Madeleine, the most loved sister, dies in a car accident with her son, after a visit to Simone. It is a heartbreaking wound: Milou had shared the imprisonment with her, he was the only one with whom he could speak freely when, upon returning from the fields, nobody wanted to listen to the stories of the survivors. In 1954, after the birth of the third son Pierre-François and the return to his homeland, Simone clashes with Antoine, who does not want a lawyer wife. “It’s not a job for women,” he says. Reach a compromise: it will be a magistrate.

From 1957 to 1964 he worked on the penitentiary administration. For prisons directors, This young woman, who demands greater hygiene and health care for prisoners and demands more human conditions for women and minors, It is a crazy splinter. It even goes to Algeria where it remains scandalized by torture imposed on independence fighters. Let me be clear: VEIL is not a revolutionary. Has a liberal and conservative vision, but For her freedom, equality and fraternity are not empty words. Attention to the suffering of others is an imperative and does not hesitate to remove his voice even if the victim is an enemy “terrorist” of France.

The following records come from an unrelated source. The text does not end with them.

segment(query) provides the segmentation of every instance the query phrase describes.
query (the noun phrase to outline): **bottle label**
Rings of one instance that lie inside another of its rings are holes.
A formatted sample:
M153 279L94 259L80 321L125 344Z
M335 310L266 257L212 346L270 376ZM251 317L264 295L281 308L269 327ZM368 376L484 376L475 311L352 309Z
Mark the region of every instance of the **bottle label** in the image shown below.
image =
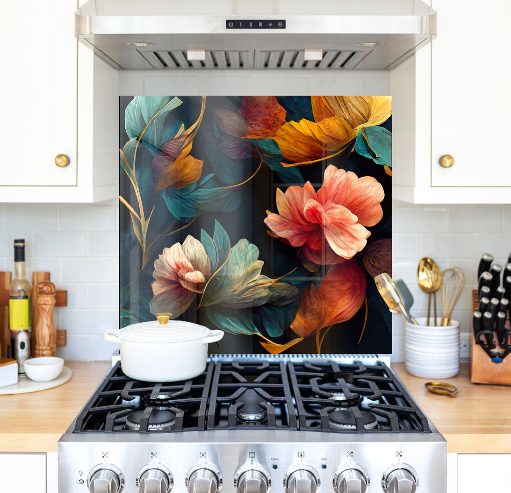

In 1970, he was appointed general secretary of the Superior Council of the judiciary, But it is the task of Minister of Health, entrusted to us four years later from President Valéry Giscard of Estaing, his great opportunity. In a parliament in clear male prevalence, Veil, family mother and conservative, sides on the side of feminists who ask for a law for the voluntary interruption of pregnancy. No abortion to light hearts. The parliamentary discussion takes violent tones, but Simone does not bend and in 1975 the veil law is promulgated, authorizing the voluntary interruption of pregnancy.

Simone Veil presides over the debate of the National Assembly on Abortion in Paris, France, November 1, 1974. (Photo of Gilbert Uzan/Gamma-Ripho via Getty Images)

In Strasbourg, to repeat “never again”

After the presidency, It remains MEP until 1993Then he will return to being minister in France. He still sits in Strasbourg when the conflict breaks out in the former Yugoslaviathat leads her to indignation for the concentration camps. THEHis “never more” to any form of genocide takes the form in 2000 in the Foundation for the memory of the Shoahof which he becomes president.

Together with President Jacques Chirac In January 2005 he returned to Birkenau to commemorate the 60 years of the liberation of the field. Time flows: the last years of his life support the satisfaction – the appointment with academic of France in 2008 the pain of the loss of a son in 2002 and the Antoine husband in 2013. Simone dies on June 30, 2017.

At the behest of Emmanuel Macron, Rest at the Panthéon together with her husband, near Jean Monnetwhich as she had believed in a Europe “united in diversity” that could erase war forever.

The film and the book

At the cinema it comes out “Simone-the woman of the century“. And in the bookstore the direct testimony of the deportation.
Oliver Dahan’s biopic Simone-the woman of the centuryin preview on January 27 to celebrate the day of memory, from January 30th it is at the cinema. The film traces Simone Veil’s life from childhood, crosses the tragedy of deportation and tells his political career, without neglecting private life.

In 2006 on the initiative of the Foundation for the memory of the Shoah they were collected beyond 100 testimonies in the form of video interviews with French survivors. Simone Vel also told his memories that have become a book published in 2024 by Corbaccio and entitled Only hope soores pain. An opportunity to listen to his words: direct and powerful.